For him, the solution to opioid use, overdoses and drug addiction was education, treatment and ensuring both clean supplies and a safe space for people who use drugs in a harm-reduction approach. Above all, it means accepting drug users as people who may live next door and shop in the same stores as non-users, instead of criminals.

“That individual is someone’s family member. It’s someone’s child and they need the same equality of healthcare that everyone assumes they get,” said McNutt.

Currently the NHCS has about 125 people enrolled as clients, who receive assistance with needle exchanges, medical and food bank referrals and individual and group support, among other services.

While the NHCS enjoys support from partners including the Town of Truro, the support it offers is just a drop in Canada’s ongoing opioid crisis.

In Nova Scotia alone, roughly 60 opioid overdose deaths were reported in 2016, including four people killed by illicit fentanyl.

But the Nova Scotian total was just a tiny fraction of 2,458 opioid overdose deaths reported across Canada last year, according to a Huffington Post report from June.

The worst-affected areas were Alberta, British Columbia, Northwest Territorie­s and Yukon, where death ratios were 10 per 100,000 people.

Fentanyl, one of the most powerful opioids, is up to 100 times stronger than morphine and is meant to be used as a painkiller under medical supervisio­n.

However, illicit fentanyl from the Far East has entered Canada via Vancouver and is often used to cut other drugs like cocaine.

“It’s really taking its toll on the whole country,” said McNutt.

However, Nova Scotia is trying to prevent a B.C.-style spate of overdose deaths by handing out 5,000 free naloxone kits – an antidote for opioid overdoses – to pharmacies, police forces and jails.
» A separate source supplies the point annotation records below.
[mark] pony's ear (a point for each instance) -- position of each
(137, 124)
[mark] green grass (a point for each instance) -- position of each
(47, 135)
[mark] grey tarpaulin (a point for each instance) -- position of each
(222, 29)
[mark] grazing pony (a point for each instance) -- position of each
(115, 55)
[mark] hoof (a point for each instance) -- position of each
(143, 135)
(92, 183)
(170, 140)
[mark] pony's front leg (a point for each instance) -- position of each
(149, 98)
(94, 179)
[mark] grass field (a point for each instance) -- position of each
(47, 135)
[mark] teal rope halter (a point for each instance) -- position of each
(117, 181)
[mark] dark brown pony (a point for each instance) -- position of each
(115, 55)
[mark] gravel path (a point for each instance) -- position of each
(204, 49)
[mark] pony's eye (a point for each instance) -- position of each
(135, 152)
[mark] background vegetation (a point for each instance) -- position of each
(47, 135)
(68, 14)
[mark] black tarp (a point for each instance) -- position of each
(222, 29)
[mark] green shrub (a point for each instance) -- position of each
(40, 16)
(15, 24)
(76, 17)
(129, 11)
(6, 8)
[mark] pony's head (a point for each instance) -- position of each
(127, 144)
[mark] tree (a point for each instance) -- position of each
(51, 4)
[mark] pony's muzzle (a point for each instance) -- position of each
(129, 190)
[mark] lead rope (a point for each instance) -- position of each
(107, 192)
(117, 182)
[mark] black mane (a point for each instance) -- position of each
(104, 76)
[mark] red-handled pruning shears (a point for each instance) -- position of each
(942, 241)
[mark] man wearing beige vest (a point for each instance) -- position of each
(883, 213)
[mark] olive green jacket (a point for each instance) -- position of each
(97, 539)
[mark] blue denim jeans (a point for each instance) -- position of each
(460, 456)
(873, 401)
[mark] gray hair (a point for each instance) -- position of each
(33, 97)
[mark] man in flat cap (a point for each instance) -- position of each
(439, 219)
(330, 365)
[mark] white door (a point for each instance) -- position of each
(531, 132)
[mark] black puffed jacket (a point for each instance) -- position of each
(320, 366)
Of the $1.1 million in naloxone kit funding announced in March, $564,000 will pay for the antidote in community pharmacies and harm reduction clinics in Truro, Sydney and Halifax.

But for those who attempt suicide through overdosing, the solution for McNutt was more fundamenta­l.

“You need to find something to live for,” he said. “I have a grandson. I never thought I’d have a grandson.”